Continuarei fazendo uma ou outra viagem, mas, pela primeira vez desde 2017 terei um lugar para voltar. Uma casa. Nossa casa.
Eu achei incrível esse vídeo da Nath Braga sobre a estética dos perfis de marketing digital. É algo que venho percebendo há tempos, mas nunca consegui organizar em palavras.
Essa versão do Father John Misty para The Suburbs, do Arcade Fire, é [insira um palavrão] para [insira outro palavrão].
Por último, mas não menos importante, você sabia que a newsletter tem uma playlist com todas as músicas indicadas aqui? Ela é atualizada semanalmente.
Mateus, esse foi o texto que mais me tocou até aqui, fim de um ciclo e recomeço. O nomadismo é um estado, não uma identidade fixada pra sempre. Que seu recomeço em ------ seja o início de outra viagem.

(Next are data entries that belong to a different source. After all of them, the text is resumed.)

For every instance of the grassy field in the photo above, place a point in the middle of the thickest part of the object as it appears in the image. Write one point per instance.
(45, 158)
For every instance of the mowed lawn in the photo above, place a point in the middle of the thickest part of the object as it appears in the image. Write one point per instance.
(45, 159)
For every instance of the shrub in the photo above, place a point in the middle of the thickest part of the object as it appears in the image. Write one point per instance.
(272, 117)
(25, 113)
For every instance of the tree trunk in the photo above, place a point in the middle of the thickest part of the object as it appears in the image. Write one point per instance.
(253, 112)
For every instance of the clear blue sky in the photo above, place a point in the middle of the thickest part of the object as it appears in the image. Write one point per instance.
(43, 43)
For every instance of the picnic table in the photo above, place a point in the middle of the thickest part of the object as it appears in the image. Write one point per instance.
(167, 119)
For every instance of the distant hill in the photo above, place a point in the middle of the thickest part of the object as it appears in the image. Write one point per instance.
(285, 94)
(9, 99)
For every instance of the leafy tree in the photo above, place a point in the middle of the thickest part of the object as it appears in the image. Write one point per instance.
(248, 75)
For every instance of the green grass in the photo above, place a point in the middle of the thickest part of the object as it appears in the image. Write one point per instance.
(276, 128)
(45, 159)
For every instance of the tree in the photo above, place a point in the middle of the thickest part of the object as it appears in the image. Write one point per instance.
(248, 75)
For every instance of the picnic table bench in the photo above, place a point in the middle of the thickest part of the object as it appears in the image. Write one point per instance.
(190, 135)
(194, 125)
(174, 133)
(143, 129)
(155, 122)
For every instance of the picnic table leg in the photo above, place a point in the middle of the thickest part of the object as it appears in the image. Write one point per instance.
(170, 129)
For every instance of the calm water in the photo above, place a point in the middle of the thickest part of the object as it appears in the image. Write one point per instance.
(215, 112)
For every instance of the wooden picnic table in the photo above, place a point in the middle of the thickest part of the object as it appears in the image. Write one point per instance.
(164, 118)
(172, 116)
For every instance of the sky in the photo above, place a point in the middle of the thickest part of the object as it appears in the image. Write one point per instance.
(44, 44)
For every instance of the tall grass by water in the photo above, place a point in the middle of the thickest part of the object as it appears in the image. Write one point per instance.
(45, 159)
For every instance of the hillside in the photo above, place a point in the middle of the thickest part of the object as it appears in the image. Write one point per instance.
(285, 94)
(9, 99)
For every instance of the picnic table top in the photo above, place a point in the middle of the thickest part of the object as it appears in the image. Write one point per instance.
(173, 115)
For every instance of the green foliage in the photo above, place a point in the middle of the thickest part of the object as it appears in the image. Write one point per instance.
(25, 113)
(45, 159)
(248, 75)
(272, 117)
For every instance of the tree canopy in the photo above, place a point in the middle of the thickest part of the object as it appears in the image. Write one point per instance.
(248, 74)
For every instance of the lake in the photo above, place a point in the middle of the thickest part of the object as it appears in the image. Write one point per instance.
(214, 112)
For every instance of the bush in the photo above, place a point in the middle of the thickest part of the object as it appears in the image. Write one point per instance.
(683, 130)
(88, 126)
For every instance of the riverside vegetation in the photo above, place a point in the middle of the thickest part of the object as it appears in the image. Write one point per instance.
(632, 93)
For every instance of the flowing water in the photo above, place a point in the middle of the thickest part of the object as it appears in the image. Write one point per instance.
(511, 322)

A vida é feita de ciclos, e é muito bom quando temos oportunidade e maturidade para vivê-los. A mudança de vocês para ----- pode ser apenas uma pausa da vida nômade, assim como pode ser o fim dela. E também não significa que lá viverão para sempre. Só o tempo dirá. Após tantos anos de mudanças, check in/check out, vai ser bom ter um sofá, uma xícara e um canto para deixar os livros. Boa sorte nessa nova fase da vida!